Goal: Collect, organize and preserve the wealth of resources collected by a cohort of interaction design students.
Concept: Take a collection of gathered information, references, resources and tools and create a new website from that. It will serve as a resource for users interested in interaction design and user experience to further their understanding of the field and the tools available to them.
Challenges: Information architecture, discoverability and usability. Taking a deep dive into how much context a user needs to inspire them to click on a link. Designing and building a system that delivers content.
I began planning the project by creating a proposal document identifying each step and estimating the time required to complete it. The project was broken down into four phases: research/preparation, wireframing/low-fidelity prototyping, high-fidelity prototyping, and development.
I began with scouring our cohort's Slack channel and performing a content inventory to get a better understanding of what I'm working with. Next was some desk research, examining other resource repositories and examining how they organize and present their content.
It seemed clear that some sort of categorization would be essential. Broader categories and more specific tags were added to the resources, with the intention of refining this initial categorization later through card sorting.
Wireframing was an opportunity to explore layout options and discover what informs those layouts through user testing.
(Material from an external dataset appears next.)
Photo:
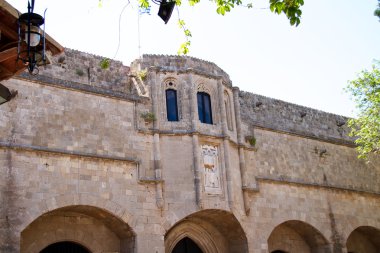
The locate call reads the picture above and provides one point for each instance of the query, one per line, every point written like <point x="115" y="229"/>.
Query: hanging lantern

Two iterations on the initial wireframes (three versions total) were created.
Near final design decisions are being made. A warm color scheme and simple header text. The content of the site is the star of the show.
The site is being developed in vue.js. I hadn't intended to learn a javascript framework when this project started, but it seems like the right choice. The data already exists in a google sheet, which can easily be edited and exported as a json file. As future changes to the data (new entries,categories and tags) happen, it should make site updates relatively easy.